Caps are hard — a 100 MB log can't OOM the runner. When a cap is hit, truncated: true; pattern counts reflect only what was read.


Fleet fan-out

Every observer above is available fleet-wide via mooncake fleet observe <kind> [args]:

# Tabular comparison across all peers
mooncake fleet observe port --port 80
mooncake fleet observe gpu --peer-filter 'tag=inference'
mooncake fleet observe disk --path /var

# JSONL for scripting
mooncake fleet observe http --url https://example.internal/health \
  --expect-status 200 --format json | jq -c 'select(.status != "success")'

The CLI synthesizes a one-step plan, submits to each peer via existing submit_run, captures each peer's step.completed event, and renders per-kind columns (or one JSONL record per peer).

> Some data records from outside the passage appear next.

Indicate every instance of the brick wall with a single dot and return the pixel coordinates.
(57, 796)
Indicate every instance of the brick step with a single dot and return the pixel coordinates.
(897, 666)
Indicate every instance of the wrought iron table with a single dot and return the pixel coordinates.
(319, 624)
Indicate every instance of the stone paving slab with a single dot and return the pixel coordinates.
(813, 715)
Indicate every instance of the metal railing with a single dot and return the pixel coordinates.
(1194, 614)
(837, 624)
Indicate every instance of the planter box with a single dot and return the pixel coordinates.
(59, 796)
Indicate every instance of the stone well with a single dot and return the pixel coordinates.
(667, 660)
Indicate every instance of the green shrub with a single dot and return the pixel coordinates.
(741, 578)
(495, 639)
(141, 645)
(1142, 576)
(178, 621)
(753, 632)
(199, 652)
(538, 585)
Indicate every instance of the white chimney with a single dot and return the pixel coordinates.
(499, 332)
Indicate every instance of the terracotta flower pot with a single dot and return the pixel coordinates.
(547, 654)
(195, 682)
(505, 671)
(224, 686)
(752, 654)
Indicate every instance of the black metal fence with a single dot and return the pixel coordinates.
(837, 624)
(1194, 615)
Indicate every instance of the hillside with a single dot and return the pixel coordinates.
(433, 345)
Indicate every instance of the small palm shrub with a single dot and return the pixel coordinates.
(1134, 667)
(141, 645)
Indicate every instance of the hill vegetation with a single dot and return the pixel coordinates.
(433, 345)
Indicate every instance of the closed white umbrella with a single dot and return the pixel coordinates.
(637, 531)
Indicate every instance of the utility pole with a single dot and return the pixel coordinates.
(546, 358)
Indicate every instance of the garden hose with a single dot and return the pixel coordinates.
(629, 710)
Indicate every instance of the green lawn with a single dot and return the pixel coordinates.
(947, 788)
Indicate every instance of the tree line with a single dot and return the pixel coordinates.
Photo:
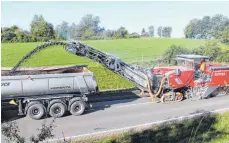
(87, 29)
(215, 27)
(165, 31)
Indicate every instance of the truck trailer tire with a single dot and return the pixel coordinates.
(77, 108)
(36, 111)
(57, 110)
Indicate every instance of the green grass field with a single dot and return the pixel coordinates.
(130, 50)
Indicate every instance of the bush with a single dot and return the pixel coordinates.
(212, 49)
(171, 52)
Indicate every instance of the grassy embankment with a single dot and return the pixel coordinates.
(130, 50)
(208, 129)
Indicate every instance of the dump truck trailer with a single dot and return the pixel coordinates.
(52, 90)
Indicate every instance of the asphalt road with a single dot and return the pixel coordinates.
(110, 115)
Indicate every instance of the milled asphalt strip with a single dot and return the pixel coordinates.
(137, 126)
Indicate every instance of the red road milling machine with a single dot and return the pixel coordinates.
(169, 84)
(166, 84)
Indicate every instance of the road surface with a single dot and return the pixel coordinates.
(110, 115)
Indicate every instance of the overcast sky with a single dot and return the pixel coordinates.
(132, 15)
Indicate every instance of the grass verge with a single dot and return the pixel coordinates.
(211, 128)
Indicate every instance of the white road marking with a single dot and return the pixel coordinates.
(146, 124)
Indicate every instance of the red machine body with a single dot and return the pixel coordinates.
(187, 76)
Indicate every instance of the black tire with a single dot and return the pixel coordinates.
(77, 108)
(36, 111)
(57, 110)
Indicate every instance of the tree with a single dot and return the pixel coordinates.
(159, 31)
(88, 23)
(207, 27)
(151, 30)
(41, 30)
(62, 30)
(166, 31)
(143, 31)
(72, 31)
(225, 36)
(121, 33)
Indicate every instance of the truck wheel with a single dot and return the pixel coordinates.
(77, 108)
(36, 111)
(57, 110)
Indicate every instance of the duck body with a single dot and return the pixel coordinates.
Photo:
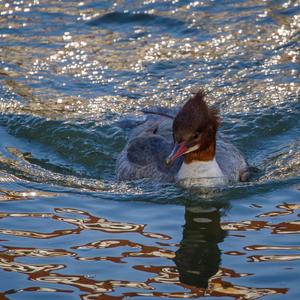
(150, 143)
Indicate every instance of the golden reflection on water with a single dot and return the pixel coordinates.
(194, 266)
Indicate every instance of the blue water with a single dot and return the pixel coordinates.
(73, 78)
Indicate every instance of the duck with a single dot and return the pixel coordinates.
(185, 148)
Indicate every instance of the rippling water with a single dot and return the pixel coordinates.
(73, 78)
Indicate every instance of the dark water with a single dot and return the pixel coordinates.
(73, 75)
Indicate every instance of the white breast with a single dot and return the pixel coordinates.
(202, 173)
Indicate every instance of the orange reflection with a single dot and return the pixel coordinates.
(193, 267)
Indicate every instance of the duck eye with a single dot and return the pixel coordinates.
(196, 135)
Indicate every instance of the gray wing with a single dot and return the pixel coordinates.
(146, 150)
(231, 161)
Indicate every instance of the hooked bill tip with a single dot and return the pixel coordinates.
(168, 161)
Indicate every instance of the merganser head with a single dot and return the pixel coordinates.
(194, 131)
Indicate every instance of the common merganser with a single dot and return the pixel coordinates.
(200, 156)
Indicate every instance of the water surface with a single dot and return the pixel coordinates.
(73, 78)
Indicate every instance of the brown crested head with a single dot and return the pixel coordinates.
(194, 130)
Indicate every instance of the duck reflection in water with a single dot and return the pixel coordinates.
(198, 257)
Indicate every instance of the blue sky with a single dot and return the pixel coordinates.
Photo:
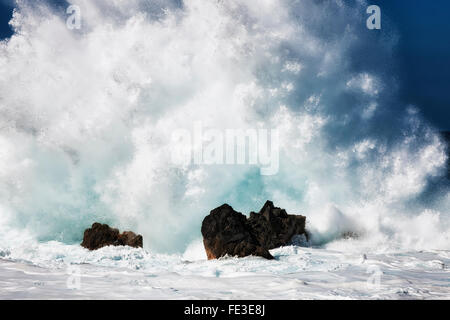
(423, 52)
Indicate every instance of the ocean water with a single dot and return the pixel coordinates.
(86, 123)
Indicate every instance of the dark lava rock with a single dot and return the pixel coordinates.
(273, 227)
(101, 235)
(227, 232)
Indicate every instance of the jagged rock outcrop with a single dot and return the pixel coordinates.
(101, 235)
(227, 232)
(273, 227)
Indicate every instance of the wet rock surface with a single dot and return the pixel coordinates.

All the standard fleet selectors apply: --peers, --peer-filter, --peers-file, --parallel.

See fleet commands for the full flag reference.


Examples

End-to-end runnable examples live in examples/observability/:

  • check-port.yml — observe.port → conditional log on open/closed
  • check-app-health.yml — observe.http → observe.service → observe.process compose
  • system-health-gate.yml — observe.cpu + memory + disk pre-flight gate
  • post-restart-log-check.yml — observe.logs scan + branch on lines_read

Design notes

A few load-bearing choices, mostly to keep the family honest:

  1. No mutation. Ever. Every observer declares Changed=false, empty Diff, nil Reverse, Cost{Risk: 1, Reversible: true}, Permissions{ReadOnly}. They are read-only by contract — the spec-22 ABI lets a future policy gate treat the entire family as such.

  2. Plan-mode defers. Real reads in plan mode would surprise. Authors who want richer previews opt in with --inspect-real (spec-59 phase 6, not yet shipped).

  3. JSON-shaped values. Each handler's typed Value round-trips through JSON before publishing to Result.Data, so templates see a nested map[string]any keyed by json struct tags — {{ probe.value.open }} works out of the box.

  4. No streaming. Observers are point-in-time. For "watch and react" patterns the right home is spec-58 drift on agentd, not the plan executor (per non-goals.md §7 "No long-running plan steps").

  5. observe.cpu shares the metrics collector. A single /proc/stat or host_processor_info sample feeds both /v1/metrics and observe.cpu — no duplicate OS calls. The same pattern extends to observe.gpu.


Cross-references